Massie goes on to explain that allowing Wu to study her is what her mother would have wanted.
This might be the most important scene in the movie, but the point here isn’t a genetic one or even a scientific one; it’s a moral one. Massie is giving her consent to be studied by Wu to see if he can correct the mess he’s made. (Massie’s DNA will show him how to turn the Super Locusts back to normal.)
The Ethics of Consent
Throughout Dominion, viewers encounter a lot of violence, and it’s not just dinosaurs tearing people apart. We see humans attack, intimidate, and murder one another. We see theft and kidnapping. Like the dinosaur world, it’s generally the powerful who prey on those weaker.
This is not the way it’s supposed to be. One of the things that separates humans from the animal kingdom (in theory at least), is that might does not define us. Under the basic framework of the social contract, humans can trade and give to one another, but they cannot aggress against one another. To borrow a popular libertarian phrase, we can’t hurt people or take their stuff, at least not morally.
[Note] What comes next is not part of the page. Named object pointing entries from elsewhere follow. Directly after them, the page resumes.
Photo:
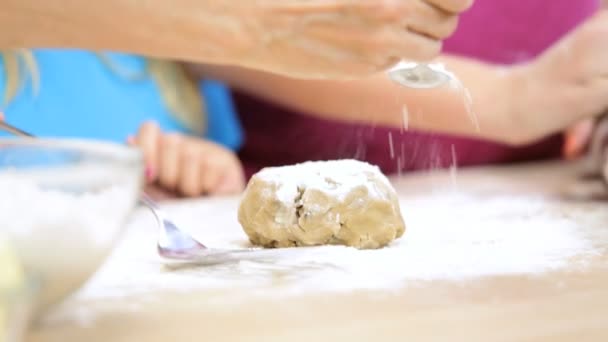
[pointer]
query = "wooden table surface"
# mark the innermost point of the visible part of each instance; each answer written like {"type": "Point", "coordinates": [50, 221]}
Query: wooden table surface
{"type": "Point", "coordinates": [489, 255]}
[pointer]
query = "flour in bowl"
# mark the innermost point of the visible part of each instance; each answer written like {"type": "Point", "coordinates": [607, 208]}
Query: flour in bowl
{"type": "Point", "coordinates": [63, 233]}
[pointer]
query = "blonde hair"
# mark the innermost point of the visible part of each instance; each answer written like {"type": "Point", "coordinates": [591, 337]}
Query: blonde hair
{"type": "Point", "coordinates": [176, 86]}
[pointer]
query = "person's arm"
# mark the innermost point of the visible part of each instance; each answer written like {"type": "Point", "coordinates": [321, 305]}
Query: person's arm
{"type": "Point", "coordinates": [381, 101]}
{"type": "Point", "coordinates": [308, 39]}
{"type": "Point", "coordinates": [514, 105]}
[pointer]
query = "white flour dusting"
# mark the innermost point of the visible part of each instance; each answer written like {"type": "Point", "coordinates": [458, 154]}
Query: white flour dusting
{"type": "Point", "coordinates": [63, 234]}
{"type": "Point", "coordinates": [335, 177]}
{"type": "Point", "coordinates": [450, 237]}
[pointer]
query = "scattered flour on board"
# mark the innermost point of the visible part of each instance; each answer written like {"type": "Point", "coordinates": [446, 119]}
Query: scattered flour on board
{"type": "Point", "coordinates": [462, 238]}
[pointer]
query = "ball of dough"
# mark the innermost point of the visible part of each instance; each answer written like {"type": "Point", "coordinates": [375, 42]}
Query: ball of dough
{"type": "Point", "coordinates": [342, 202]}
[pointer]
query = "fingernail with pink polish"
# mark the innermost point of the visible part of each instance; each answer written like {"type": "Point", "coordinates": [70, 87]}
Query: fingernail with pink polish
{"type": "Point", "coordinates": [149, 172]}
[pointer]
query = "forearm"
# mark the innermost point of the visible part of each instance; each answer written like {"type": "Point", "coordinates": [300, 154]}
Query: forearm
{"type": "Point", "coordinates": [205, 31]}
{"type": "Point", "coordinates": [381, 101]}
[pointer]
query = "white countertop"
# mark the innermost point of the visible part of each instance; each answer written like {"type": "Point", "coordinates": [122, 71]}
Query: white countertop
{"type": "Point", "coordinates": [488, 254]}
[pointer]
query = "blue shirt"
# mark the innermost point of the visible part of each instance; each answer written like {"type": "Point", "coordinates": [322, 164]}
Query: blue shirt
{"type": "Point", "coordinates": [79, 96]}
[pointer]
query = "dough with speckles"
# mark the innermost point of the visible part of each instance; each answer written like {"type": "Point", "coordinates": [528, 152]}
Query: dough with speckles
{"type": "Point", "coordinates": [340, 202]}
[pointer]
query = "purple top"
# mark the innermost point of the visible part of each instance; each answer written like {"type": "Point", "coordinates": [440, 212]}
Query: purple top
{"type": "Point", "coordinates": [496, 31]}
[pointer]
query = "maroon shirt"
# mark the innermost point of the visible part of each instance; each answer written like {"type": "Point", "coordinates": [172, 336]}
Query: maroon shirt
{"type": "Point", "coordinates": [497, 31]}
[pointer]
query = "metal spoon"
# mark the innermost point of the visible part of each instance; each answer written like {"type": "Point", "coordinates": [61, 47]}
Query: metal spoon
{"type": "Point", "coordinates": [420, 76]}
{"type": "Point", "coordinates": [172, 243]}
{"type": "Point", "coordinates": [178, 248]}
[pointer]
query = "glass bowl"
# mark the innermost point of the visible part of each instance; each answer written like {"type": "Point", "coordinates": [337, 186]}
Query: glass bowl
{"type": "Point", "coordinates": [63, 204]}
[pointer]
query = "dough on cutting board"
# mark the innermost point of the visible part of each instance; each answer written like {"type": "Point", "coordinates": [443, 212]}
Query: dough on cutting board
{"type": "Point", "coordinates": [345, 202]}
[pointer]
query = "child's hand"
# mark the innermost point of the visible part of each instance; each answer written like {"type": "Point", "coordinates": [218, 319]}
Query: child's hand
{"type": "Point", "coordinates": [566, 84]}
{"type": "Point", "coordinates": [186, 165]}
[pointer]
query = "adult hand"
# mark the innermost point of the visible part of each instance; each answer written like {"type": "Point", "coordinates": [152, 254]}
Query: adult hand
{"type": "Point", "coordinates": [347, 38]}
{"type": "Point", "coordinates": [565, 85]}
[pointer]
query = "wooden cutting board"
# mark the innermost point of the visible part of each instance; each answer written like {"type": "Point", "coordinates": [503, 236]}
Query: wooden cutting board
{"type": "Point", "coordinates": [490, 254]}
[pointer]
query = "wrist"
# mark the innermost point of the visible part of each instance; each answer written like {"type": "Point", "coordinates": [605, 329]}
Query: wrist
{"type": "Point", "coordinates": [518, 91]}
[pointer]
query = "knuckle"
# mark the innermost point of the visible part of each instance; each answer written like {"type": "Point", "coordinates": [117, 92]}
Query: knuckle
{"type": "Point", "coordinates": [171, 139]}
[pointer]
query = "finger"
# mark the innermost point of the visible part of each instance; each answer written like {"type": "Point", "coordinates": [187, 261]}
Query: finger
{"type": "Point", "coordinates": [577, 138]}
{"type": "Point", "coordinates": [190, 183]}
{"type": "Point", "coordinates": [451, 6]}
{"type": "Point", "coordinates": [432, 22]}
{"type": "Point", "coordinates": [168, 172]}
{"type": "Point", "coordinates": [148, 140]}
{"type": "Point", "coordinates": [212, 166]}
In other words, it’s a system built on mutual consent. This is the foundation of capitalism and a moral society, FEE founder Leonard Read explained in his 1967 book Deeper Than You Think.
“No person, or any combination of persons, regardless of numbers, or any agency they may contrive…has any right of control over any other person that does not exist or inhere as a moral right in each individual. The only moral right of control by one individual over another or others is a defensive right, that is, the right to fend off aggressive or destructive actions. Governments, therefore, should go no further in controlling people than the individuals who organize it have a moral right to go…In short, limit governmental power to codifying the do-nots consonant with the defense of life and livelihood, to the protection of all citizens equally.”
Note that Read does not say here that choice and consent go out the window if politicians decide something is in your best interest, or a particular action serves a greater good.
If serving a greater good was all it took to invalidate consent, Dodgson would be morally justified in kidnapping Massie to have Wu study her genes to potentially save the lives of billions of people.
By simply saying “It’s OK,” Massie resolves this moral conflict. And her decision reminds us that a moral society will protect the right of individuals to choose, not violate their rights with force—collective or otherwise.
On the heels of an inhumane global effort to do just that—all for the greater good, of course—it’s an ethic we’d do well to remember.